Last week, President Joe Biden announced that he would pardon all Americans federally convicted of simple possession of marijuana. The announcement was a welcome, though limited, shift in the U.S. government’s seemingly unending war on drugs. Biden additionally called on governors to follow suit in their respective states and grant clemency to the vast majority of offenders convicted under state laws.
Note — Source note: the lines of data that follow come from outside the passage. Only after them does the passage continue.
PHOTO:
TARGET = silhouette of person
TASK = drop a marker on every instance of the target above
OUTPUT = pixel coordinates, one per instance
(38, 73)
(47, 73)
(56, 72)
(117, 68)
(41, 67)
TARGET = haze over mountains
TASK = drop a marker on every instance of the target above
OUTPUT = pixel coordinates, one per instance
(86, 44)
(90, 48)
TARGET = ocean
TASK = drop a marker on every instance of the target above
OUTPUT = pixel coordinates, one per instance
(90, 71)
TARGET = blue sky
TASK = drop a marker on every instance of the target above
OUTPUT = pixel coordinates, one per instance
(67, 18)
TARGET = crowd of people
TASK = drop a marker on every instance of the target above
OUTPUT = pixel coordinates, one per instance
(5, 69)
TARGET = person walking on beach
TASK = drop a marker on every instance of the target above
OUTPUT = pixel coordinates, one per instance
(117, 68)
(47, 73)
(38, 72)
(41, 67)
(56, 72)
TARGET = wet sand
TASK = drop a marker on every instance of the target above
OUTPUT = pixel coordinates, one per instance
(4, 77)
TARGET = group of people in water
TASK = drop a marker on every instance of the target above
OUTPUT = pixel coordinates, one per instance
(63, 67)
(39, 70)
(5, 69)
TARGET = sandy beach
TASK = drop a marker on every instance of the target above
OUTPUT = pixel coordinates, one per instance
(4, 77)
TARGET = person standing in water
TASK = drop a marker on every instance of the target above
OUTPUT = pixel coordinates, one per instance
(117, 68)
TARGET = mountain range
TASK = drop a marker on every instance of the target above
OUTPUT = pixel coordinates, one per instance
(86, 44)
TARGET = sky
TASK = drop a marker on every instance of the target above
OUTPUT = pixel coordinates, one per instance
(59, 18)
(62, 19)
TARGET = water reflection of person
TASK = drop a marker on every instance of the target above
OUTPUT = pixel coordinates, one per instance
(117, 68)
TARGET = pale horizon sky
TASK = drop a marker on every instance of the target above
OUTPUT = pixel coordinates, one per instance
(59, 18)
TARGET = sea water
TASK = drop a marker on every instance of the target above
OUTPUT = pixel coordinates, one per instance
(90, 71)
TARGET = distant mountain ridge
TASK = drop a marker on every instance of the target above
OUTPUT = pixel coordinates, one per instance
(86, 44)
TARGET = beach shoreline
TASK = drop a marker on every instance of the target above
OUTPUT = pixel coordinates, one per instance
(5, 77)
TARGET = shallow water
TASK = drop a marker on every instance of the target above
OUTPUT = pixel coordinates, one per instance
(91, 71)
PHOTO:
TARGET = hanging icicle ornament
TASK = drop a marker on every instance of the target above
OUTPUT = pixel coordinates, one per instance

He also encouraged Attorney General Merrick Garland and Secretary of Health and Human Services (HHS) Xavier Becerra to review marijuana’s classification under federal law.
But that shift may be easier said than done thanks to the age-old problem of federal bureaucracy.
Currently, marijuana is classified as a Schedule I substance, indicating “a high potential for abuse, no currently accepted medical use in treatment in the United States, and a lack of accepted safety for use under medical supervision.” In his announcement last week, the president noted that this puts it in the same category as heroin and a more restrictive category than fentanyl.
In 2015, the last time the government assessed marijuana’s classification, the Food and Drug Administration (FDA) and HHS recommended keeping it at Schedule I. The assessment included, among other factors, “the scientific literature on whether marijuana has a currently accepted medical use”—a tall order since Schedule I status makes it much more difficult to study in the first place.
The Washington Post reported today that “such an evaluation—the first initiated by a U.S. president—is made all the more difficult due to tight restrictions on research into marijuana.” Nora Volkow, director of the National Institute on Drug Abuse, a research institute within the National Institutes of Health, told the paper, “It’s something that we constantly communicate: We really need to figure out a way of doing research with these substances.”
In other words, as Scott Lincicome of the Cato Institute tweeted, the government “can’t research whether marijuana should remain a ‘Schedule I’ substance bc of govt restrictions on… researching Schedule I substances.”